Baird’s Michael Holgate: B2B tech adoption within payments on the up

Andrew Ferguson and Michael Holgate discuss Baird Capital’s investment in Freemarket and wider financial services trends.

Baird Capital will focus on growing fintech platform Freemarket internationally, aided by long-term demand drivers in financial services and increased tech adoption in B2B cross-border payments, partners Michael Holgate and Andrew Ferguson told PE Hub Europe.

Freemarket provides B2B cross-border payments through its proprietary technology platform that enables its customers to send payments and funds to over 100 countries in 140 currencies. Private equity firm Baird today announced a growth capital investment in London-based Freemarket, providing a partial cash-out to existing shareholders.

“The B2B payment segment has lagged behind B2C from a technology adoption perspective, but as digitalisation increasingly permeates the business landscape, B2B tech adoption within payments is increasing,” said Holgate.

Growth in the B2C payments market was further accelerated by the covid pandemic, according to Holgate, and specialist technology businesses such as Wise and Revolut have grown heavily off the back of these structural trends. As for B2B, corporations have recurring business-as-usual cross-border payment needs that are increasingly being delivered through specialist technology payment platforms such as Freemarket, according to Holgate.

These tailwinds will aid Baird to focus on Freemarket’s international expansion. As the B2B cross-border payments is global by nature, Holgate sees sizeable opportunities for further international growth.

Baird Capital has offices in Chicago, London and Singapore and has raised more than $4 billion since 1989, investing in 338 companies. A global platform and reach were “major” factors in Freemarket’s selection process for an investment partner, said Holgate.
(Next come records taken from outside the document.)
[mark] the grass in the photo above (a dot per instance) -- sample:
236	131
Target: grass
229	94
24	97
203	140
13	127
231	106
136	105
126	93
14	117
The plan for Freemarket centres on focus and execution, to ensure the business continues to deliver on its clients’ needs, according to Holgate. “M&A targets exist but any acquisitions will be made on a selective basis to enhance platform capabilities, as opposed to scale plays,” he added.

Stealing the lunch

In the wider financial services sector, banks, insurance companies and asset managers have been laggards in adopting technology. “Some of those huge businesses are locked in legacy systems that were built in the ’60s and ’70s,” said Ferguson. “Here we are in 2023, and they’re competing against the new boys on the block.”

Large asset managers and banks also struggle to implement these changes with speed. Independent technology-first providers are “stealing the lunch” from these major providers, according to Ferguson, who added this is an opportunity Baird continues to see and like.

Larger providers must look at the more significant areas of their businesses first, providing an opportunity for a myriad of smaller providers to come in and “nibble away” at the market, according to Ferguson.

The nimbleness of these smaller providers seems to be the key. Regulators are putting pressure on big banks and insurers to be stable businesses, according to Holgate. “They also put red tape around them, dictating what they can and can’t do, which again inhibits them being able to be nimble and bring in technology at the speed they want to,” he added.